January 8, 2019
It’s a well-recognized fact that before and after photos play an important role when patients are choosing a plastic surgeon. Yet a quick review of any number of plastic surgery practice websites reveals photo galleries of patients posing in inconsistent positions, under poor lighting, wearing a variety of mismatched undergarments. At times the image quality is so bad it is difficult to appreciate the surgical result.
The good news is, you can achieve big improvements with a few easy fixes.
The most effective action you can take is to become a stickler for consistent lighting, positioning, background, and framing.
If the goal is to showcase a surgical or non-surgical procedure outcome, then virtually the only difference between the before and after photo should be the result of the procedure. That means the post-op patient must stand or sit in the exact same spot, at precisely the same angle, at a consistent distance from the camera, and under the same lighting as he or she did for the initial photographs.
How exactly do you or your staff make that happen? Try these 10 tips:
1. Train all staff who take photos on clinical photography standards. There’s more to it than aiming a camera or iPad and pushing the button. Canfield Scientific has a free clinical photography webinar each month that details how to position a patient and frame the photo, as well as how to choose a camera and appropriate lighting.
2. If you don’t have a dedicated photo room, be sure that each exam room has a blue or gray wall or hanging backdrop that contrasts nicely with all skin tones.

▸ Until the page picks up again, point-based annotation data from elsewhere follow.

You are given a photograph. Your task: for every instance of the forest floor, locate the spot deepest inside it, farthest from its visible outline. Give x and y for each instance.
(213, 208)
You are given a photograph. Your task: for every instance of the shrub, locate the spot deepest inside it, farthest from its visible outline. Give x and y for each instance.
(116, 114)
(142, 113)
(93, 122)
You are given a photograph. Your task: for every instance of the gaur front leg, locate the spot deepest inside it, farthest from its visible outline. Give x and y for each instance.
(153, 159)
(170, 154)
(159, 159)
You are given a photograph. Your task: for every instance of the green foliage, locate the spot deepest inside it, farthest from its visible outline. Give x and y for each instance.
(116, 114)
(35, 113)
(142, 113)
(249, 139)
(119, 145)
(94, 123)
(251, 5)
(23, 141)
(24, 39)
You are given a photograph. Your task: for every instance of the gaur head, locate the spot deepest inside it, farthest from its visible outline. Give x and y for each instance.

3. Purchase a positioning mat or put markings on the floor to indicate where a patient is to place his or her feet for each of the standard front, side, and oblique angles.
4. Use photo software with a ghosting feature that allows the photographer to superimpose the pre-op photo onto the screen, to ensure the patient is in the exact same position for the post-op photo.

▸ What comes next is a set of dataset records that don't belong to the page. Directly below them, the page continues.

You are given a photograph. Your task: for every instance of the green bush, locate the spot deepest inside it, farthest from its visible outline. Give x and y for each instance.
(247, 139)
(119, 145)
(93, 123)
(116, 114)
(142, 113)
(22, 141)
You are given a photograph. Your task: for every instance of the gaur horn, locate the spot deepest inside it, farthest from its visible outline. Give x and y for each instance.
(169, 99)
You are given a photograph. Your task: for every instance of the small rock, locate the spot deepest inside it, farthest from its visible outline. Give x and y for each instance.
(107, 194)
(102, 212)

5. Provide patients with a hair tie or headband to pull hair back from the face.
6. Ask patients to remove jewelry, eyeglasses, and other accessories.

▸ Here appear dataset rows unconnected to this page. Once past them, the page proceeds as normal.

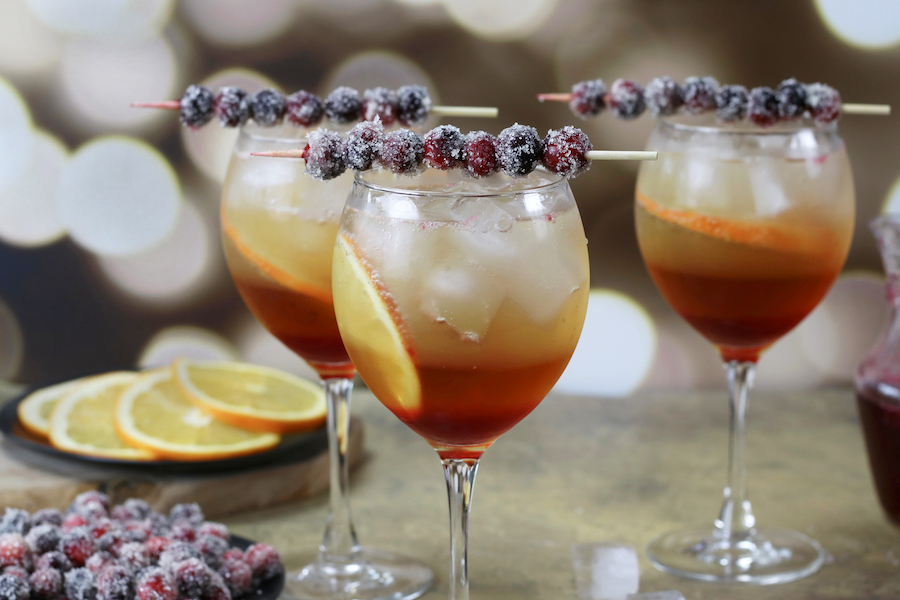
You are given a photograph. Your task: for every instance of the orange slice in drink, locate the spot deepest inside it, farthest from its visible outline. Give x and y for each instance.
(373, 332)
(252, 397)
(777, 236)
(152, 413)
(268, 247)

7. Provide makeup remover for patients having skin treatments such as dermabrasion, laser, or a chemical peel. Minimal makeup is otherwise ok.
8. For breast and body photos, ask patients to completely remove their gowns.
9. Decide on a tasteful photo undergarment and use it consistently.
10. Use a camera flash or studio lighting to illuminate the patient without casting shadows.
Once you’ve improved your photographs, give thought as to how and where you display them. A prominently featured gallery on your website is a must. And, don’t forget to view it from your tablet or phone to be sure it’s mobile friendly.
If you’re displaying before and after photos in the office by using cheap binders with photos shoved into plastic sleeves, it’s time to up your game for patient consultations. Create digital galleries using TouchMD or other editing software, or use an online service to create printed and bound photo books.
Update photos regularly and include patients of various ages, skin colors, body types, and genders. Prospective patients want to see before and after photos of patients who look similar to them. Include a short description of the patient’s pertinent background, goals, and the procedure performed to provide further context and relatability.
I’d be remiss if I didn’t remind you to be sure you have the appropriate written consent on file for every patient whose photos you use. Ask a healthcare attorney review the consent form to confirm it meets legal requirements. Or, find a sample photo release available to members of the American Society for Aesthetic Plastic Surgery at www.surgery.org.